Ici, vous parles de ceci: » Il y résume à la fois l’absurdité de nos pseudo démocraties (qui maintiennent le citoyen le plus loin possible de la gouvernance) et le non-sens d’un système capitaliste qui se serait déjà effondré sans l’intervention des citoyens pour contrevenir à ses conséquences les plus catastrophiques ». Que l’on parle de nos démocraties qui ont centralisé beaucoup de pouvoir, je vous l’accorde, ce n’est pas juste, mais de dire que le système capitaliste se serait éffrondé si… c’est dire que le système capitaliste est une entitée indépendante des citoyens, ce qui est une incompréhension complète de la situation. Le capitalisme, c’est la liberté d’accumuler des richesses sans contraintes pour tous les citoyens intéressés à travailler. En tant que citoyens, nous sommes responsables du sort d’une société lorsqu’elle est capitaliste puisque nous sommes libres d’en faire ce qu’on veut de cette société. C’est absurde de dire que le capitalisme est responsable d’un mal, car c’est dire que la liberté est responsable d’un mal, c’est une accusation sans fondement.
Vous dites »Aucun des mythes entretenus sur la supériorité des marchés ne s’est jamais réalisé empiriquement. ». Ce qu’on observe, empiriquement, c’est l’accroissement radicale de la qualité de vie grâce au marché. Vous croyez qu’Henry Ford a démarré sa compagnie sous des ordres gouvernementales? Est-ce que Bill Gates, qui a complètement changé la face du monde, a agit sous des obligations étatique? Vous avez un malain plaisir à hair la libre association, mais vous avez l’ingratitutde de reconnaître que tout, mais absolument tout, les biens de consommations qui sont autour de nous sont les résultats des marchés. Si vous pensez que des ordres ou des contraintes gouvernementales pourraient rendre le monde meilleur, vous êtes de ceux qui croient que les polices sont ceux qui doivent nous enseigner la vertu.
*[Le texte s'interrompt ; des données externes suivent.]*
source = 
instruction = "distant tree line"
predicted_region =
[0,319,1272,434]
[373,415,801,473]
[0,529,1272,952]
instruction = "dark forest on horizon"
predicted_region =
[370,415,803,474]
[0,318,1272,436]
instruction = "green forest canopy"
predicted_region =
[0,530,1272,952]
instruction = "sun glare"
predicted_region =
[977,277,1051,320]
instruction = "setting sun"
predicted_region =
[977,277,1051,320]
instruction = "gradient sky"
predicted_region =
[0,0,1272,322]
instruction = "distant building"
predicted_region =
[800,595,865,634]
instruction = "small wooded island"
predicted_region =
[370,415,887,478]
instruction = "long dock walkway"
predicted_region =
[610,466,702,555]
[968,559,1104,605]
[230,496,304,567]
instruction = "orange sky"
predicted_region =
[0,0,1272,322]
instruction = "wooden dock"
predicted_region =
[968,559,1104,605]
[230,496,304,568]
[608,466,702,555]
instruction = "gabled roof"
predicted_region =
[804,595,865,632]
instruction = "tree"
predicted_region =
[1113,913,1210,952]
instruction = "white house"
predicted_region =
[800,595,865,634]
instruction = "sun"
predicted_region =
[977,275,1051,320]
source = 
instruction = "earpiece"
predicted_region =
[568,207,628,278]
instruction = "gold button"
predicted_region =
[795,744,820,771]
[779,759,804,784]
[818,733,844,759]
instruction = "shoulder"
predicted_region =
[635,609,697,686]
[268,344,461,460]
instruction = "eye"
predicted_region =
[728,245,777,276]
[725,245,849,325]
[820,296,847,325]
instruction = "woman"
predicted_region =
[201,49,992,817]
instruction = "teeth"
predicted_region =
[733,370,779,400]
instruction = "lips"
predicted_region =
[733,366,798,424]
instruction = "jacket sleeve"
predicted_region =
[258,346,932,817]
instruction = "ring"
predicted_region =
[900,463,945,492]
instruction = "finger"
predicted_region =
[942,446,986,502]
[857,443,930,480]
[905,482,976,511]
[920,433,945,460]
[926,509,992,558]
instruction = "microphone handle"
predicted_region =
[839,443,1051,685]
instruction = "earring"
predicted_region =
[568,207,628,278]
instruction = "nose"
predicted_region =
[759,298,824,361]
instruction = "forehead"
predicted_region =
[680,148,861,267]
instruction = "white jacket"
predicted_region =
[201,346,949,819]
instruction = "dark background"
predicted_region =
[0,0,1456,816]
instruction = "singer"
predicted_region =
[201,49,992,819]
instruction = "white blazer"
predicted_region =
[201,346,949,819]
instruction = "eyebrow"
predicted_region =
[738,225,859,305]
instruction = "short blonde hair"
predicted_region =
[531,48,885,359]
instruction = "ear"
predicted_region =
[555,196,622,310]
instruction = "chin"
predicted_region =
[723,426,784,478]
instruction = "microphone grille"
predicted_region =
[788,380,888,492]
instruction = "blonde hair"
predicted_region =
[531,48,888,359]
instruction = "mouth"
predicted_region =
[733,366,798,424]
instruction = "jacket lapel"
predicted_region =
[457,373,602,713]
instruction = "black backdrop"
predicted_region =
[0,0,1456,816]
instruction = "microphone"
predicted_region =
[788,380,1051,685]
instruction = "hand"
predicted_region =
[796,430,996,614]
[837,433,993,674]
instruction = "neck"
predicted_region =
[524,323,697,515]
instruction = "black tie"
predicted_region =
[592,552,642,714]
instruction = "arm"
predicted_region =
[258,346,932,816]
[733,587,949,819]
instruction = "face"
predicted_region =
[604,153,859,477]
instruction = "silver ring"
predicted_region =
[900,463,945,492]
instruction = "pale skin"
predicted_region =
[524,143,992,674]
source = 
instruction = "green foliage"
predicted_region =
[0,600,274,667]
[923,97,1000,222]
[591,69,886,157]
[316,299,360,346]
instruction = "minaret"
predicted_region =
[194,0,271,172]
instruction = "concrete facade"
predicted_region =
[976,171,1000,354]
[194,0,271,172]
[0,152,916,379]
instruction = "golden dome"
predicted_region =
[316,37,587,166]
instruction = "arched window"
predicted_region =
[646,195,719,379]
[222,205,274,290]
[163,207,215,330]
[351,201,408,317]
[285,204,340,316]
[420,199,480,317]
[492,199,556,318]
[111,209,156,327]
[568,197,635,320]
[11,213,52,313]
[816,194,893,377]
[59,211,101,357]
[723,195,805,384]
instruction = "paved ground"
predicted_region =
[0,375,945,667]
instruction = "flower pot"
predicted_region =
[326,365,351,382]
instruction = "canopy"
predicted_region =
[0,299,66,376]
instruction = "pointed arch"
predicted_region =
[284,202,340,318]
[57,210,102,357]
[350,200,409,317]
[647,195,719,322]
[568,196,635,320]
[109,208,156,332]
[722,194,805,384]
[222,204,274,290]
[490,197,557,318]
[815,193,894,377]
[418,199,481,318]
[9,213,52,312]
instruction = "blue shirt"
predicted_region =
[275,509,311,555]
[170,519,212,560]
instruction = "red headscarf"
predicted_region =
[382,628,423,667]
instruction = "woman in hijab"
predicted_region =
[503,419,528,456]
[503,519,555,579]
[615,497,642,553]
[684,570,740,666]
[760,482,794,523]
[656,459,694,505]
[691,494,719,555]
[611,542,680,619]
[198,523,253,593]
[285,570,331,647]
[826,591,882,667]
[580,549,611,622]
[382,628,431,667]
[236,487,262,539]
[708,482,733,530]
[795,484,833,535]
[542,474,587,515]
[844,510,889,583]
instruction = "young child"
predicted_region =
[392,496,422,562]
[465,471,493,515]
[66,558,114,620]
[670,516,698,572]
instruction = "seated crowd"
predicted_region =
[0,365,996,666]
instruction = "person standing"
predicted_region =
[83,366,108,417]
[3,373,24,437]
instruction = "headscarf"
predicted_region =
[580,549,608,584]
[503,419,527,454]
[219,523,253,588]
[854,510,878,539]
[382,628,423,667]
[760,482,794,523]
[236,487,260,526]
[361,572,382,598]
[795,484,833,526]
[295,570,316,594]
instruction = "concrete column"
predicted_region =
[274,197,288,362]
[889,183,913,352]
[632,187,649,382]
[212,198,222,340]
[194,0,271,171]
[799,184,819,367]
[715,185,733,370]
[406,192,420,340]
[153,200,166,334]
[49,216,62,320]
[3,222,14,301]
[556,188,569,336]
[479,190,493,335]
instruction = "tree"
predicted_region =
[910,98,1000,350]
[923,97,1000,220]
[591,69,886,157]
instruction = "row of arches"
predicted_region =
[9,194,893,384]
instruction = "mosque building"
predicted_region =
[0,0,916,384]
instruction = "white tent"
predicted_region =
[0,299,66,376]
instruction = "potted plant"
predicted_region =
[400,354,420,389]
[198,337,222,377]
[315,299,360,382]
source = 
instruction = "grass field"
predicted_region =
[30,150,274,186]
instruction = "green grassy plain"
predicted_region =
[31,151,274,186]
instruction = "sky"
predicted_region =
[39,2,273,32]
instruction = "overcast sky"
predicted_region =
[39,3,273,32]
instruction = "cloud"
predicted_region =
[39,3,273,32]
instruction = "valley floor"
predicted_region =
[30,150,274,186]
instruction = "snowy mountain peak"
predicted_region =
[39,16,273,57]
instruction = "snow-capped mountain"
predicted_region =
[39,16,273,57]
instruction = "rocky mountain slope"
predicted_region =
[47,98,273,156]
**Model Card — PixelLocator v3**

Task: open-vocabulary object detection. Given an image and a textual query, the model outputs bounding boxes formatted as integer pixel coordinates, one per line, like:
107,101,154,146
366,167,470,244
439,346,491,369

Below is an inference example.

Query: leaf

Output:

Votre manque de foi envers la liberté démontre une frustration immature et un manque de vue globale de la société.
»La privatisation de l’électricité, des transports, de la téléphonie (etc.) ont eu comme conséquences une baisse de la qualité des services (le chemin de fer en Angleterre) ». L’histoire montre que les monopoles étatiques ont toujours amené à long terme une baisse de qualité, que l’absence de compétition et un revenue assuré génère une décadence inévitable. La privatisation des chemins de fers en Angleterre a, au contraire, permis le déploiement des échanges commerciales, et non pas une perte de qualité. Si on augmente la demande, tôt au tard, la qualité augmente et les prix baisse.
La prémisse de votre raisonnement repose sur un faux dilemme. Vous présupposez que tout modèle économique qui ne s’apparente pas au capitalisme est nécessairement une dictature opposé à la liberté individuelle. Vous admettrez cependant qu’entre le « laisser-faire, laisser-aller » libertarien et un régime dictatorial il existe une marge d’action non négligeable. Des modèles alternatifs basé sur l’autogestion et l’économie participative existent et apportent d’intéressantes réponses tant aux problèmes du capitalisme (sa très mauvaise répartition des ressources) qu’à ceux de la planification à outrance (sa destruction de l’autogestion). Si vous souhaitez en apprendre plus, faites quelques recherches sur l’écopar.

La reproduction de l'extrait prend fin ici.